You can't say toothpaste is a solid because solid material have a fixed shape but toothpaste doesn't. However, you can't say it's a liquid because liquids flow easily but toothpaste needs a certain force to push it out of the tube. So is it a solid or liquid? And are there any other example just like toothpaste?
Answer
Toothpaste is what is called a non-newtonian fluid, more specifically toothpaste is a Bingham plastic. This means that the viscosity of the fluid is linearly dependent on the shear stress, but with an offset called the yield stress (see figure below). This yield stress is what makes it hard to say whether it is liquid or solid. The fact that toothpaste is viscous alone is not sufficient to explain this, because water is also viscous, but doesn't behave like a solid (unless frozen, but that's another phenomenon).

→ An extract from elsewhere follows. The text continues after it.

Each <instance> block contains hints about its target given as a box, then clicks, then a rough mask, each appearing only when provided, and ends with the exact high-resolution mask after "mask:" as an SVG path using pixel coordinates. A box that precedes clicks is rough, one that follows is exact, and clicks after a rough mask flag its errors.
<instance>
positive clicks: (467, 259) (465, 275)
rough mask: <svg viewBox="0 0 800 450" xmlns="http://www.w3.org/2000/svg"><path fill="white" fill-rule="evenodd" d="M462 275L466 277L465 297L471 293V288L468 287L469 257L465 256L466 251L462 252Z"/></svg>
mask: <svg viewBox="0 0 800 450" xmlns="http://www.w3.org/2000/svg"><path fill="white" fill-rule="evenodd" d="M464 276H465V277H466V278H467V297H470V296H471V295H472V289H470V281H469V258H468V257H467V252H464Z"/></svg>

What the yield stress does is the following. Below a certain shear threshold the fluid responds as if it where a solid, as you can see happening when you have put toothpaste on your toothbrush, it just sits there without flowing away. A highly viscous but newtonian fluid would flow away (although slowly as pointed out by @ron in his comment to the answer of @freddy).
Now if you put sufficient shear stress on the toothpaste, when you squeeze the tube of paste, it will start flowing and respond as a liquid.
Other examples, as mentioned in the Wikipedia link in my first sentence, are e.g. mayonnaise and mustard. Another example is silly putty.